Tests have been updated to the new jakarta
package namespace and tests supporting the now deprecated specifications, such as Jakarta Deployment 1.7 and Jakarta XML RPC 1.1, have been pruned or removed.
Work to be completed includes executing the TCKs with JDK 11, removing legacy test archives, and updating the TCK documentation.
GlassFish 6.0.0-M1
Steve Millidge announced that GlassFish 6.0.0-M1, implemented with the jakarta
package namespace, is now available to the Java community. This M1 release of GlassFish incorporates compatible implementations of Eclipse projects such as Jersey, Mojarra, Tyrus and OpenMQ that are also using the jakarta
package namespace.
Plans for the final release of GlassFish include a branding refresh, support for JDK 11, and passing the Compliance Test Suite (CTS) and standalone TCKs.
Eclipse Transformer
BJ Hargrave introduced Eclipse Transformer, a new Eclipse project created to convert existing javax
package namespace binary artifacts to the new jakarta
package namespace. The project can transform binary class files, containers of those files (JARs, EARs and WARs) and other resources such as manifests and property files.

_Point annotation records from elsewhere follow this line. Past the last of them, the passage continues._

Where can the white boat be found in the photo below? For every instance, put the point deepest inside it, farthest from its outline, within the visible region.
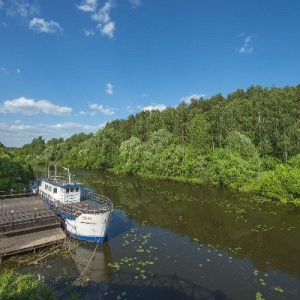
(86, 215)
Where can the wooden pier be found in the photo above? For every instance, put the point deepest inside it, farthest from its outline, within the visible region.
(27, 224)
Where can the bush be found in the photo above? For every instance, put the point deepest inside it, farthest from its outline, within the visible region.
(14, 286)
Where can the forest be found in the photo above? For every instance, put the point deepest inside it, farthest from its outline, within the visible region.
(248, 140)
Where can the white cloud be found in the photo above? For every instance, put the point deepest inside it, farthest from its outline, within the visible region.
(22, 8)
(135, 3)
(160, 107)
(40, 25)
(16, 134)
(247, 46)
(102, 109)
(188, 99)
(74, 126)
(84, 113)
(102, 17)
(109, 89)
(107, 29)
(89, 32)
(88, 5)
(31, 107)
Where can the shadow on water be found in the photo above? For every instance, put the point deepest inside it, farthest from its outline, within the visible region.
(158, 287)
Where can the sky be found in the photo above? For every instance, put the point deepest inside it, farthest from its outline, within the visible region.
(72, 66)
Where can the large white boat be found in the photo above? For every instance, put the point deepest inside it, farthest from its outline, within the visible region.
(86, 215)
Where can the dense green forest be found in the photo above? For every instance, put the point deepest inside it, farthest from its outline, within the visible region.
(248, 141)
(15, 174)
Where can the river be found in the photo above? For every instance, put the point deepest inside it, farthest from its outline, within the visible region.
(170, 240)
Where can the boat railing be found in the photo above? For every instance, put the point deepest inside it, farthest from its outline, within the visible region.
(73, 211)
(60, 180)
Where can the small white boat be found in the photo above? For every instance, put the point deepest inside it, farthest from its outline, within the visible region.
(86, 215)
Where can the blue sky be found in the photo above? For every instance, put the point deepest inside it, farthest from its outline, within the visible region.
(71, 66)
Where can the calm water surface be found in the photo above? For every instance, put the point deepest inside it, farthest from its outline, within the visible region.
(181, 241)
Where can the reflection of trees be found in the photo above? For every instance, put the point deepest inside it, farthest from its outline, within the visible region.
(91, 259)
(213, 216)
(160, 287)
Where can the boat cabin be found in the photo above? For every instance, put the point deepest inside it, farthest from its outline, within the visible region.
(65, 193)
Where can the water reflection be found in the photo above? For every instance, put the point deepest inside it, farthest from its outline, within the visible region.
(268, 234)
(91, 259)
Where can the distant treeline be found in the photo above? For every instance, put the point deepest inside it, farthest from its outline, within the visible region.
(249, 140)
(15, 175)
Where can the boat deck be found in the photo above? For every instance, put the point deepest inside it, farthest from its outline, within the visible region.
(27, 224)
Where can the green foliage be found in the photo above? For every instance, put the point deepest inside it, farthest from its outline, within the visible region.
(229, 169)
(242, 145)
(231, 141)
(14, 173)
(14, 286)
(282, 184)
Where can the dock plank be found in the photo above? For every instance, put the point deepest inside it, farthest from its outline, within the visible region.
(27, 242)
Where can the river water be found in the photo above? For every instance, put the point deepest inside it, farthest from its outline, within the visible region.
(171, 240)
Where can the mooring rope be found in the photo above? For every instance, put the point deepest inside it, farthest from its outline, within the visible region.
(87, 266)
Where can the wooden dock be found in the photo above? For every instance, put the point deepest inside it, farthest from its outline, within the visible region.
(27, 224)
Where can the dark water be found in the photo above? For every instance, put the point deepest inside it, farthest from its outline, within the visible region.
(181, 241)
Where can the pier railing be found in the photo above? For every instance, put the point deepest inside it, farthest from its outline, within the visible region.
(72, 211)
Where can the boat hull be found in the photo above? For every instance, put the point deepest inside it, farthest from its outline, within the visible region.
(89, 227)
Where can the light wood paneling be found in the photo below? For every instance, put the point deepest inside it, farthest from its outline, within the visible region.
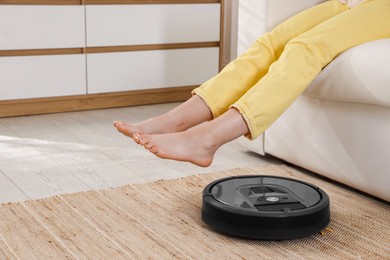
(152, 47)
(37, 52)
(103, 2)
(41, 2)
(103, 49)
(83, 102)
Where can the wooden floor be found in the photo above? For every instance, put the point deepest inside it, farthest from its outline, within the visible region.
(45, 155)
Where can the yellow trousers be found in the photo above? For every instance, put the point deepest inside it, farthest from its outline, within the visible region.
(264, 81)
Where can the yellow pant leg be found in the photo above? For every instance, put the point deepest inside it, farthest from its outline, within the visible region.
(306, 55)
(240, 75)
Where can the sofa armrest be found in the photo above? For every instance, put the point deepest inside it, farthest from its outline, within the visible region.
(255, 17)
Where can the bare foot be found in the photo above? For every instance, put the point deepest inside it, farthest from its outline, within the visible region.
(156, 125)
(190, 113)
(188, 146)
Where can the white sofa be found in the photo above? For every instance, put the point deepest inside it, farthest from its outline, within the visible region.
(340, 126)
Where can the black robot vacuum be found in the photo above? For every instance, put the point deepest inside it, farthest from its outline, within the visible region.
(265, 207)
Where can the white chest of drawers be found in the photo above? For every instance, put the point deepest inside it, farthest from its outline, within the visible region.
(95, 54)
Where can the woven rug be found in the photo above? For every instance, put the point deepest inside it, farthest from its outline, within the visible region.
(161, 220)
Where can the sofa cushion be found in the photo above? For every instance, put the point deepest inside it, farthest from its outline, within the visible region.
(360, 74)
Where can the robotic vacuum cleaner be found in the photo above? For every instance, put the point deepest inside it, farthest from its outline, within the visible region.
(265, 207)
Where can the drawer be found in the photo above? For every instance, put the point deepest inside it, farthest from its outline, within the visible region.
(41, 27)
(122, 71)
(118, 25)
(42, 76)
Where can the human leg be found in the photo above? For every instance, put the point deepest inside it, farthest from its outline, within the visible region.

Transformer uses a rules-based mechanism that allows for custom rules. A Jakarta EE 9 rule set is currently under development.
Jakarta EE 9 development teams have experienced initial success with the Transformer project and the current version, 0.2.0, provides early access to the CLI, Maven and Gradle plugins.
Conclusion
Ivar Grimstad demonstrated how to migrate an existing Jakarta EE 8 application deployed on GlassFish 5 to a Jakarta EE 9 M1 application deployed on GlassFish 6.0.0-M1. By simply editing the pom.xml
file to reference Jakarta EE 9 and changing all references from javax
to jakarta
in the source code, the updated application was ready to be redeployed.
Grimstad also encouraged developers to share what Jakarta EE 9 means to them and their respective organizations by sharing a selfie with their own cupcake on social media using #JakartaEE
and @JakartaEE.
A replay of the Jakarta EE Milestone Release Party may be viewed on YouTube.
Resources
- JakartaOne 2019: Livestream 7am to 1pm Summary by InfoQ (November 27, 2019)
- The Jakarta EE 9 Delivery Plan by InfoQ (February 18, 2020)
Editor's Note
Michael Redlich serves on the leadership council of the Jakarta EE Ambassadors and will serve on the program committee for the JakartaOne Livestream 2020 conference.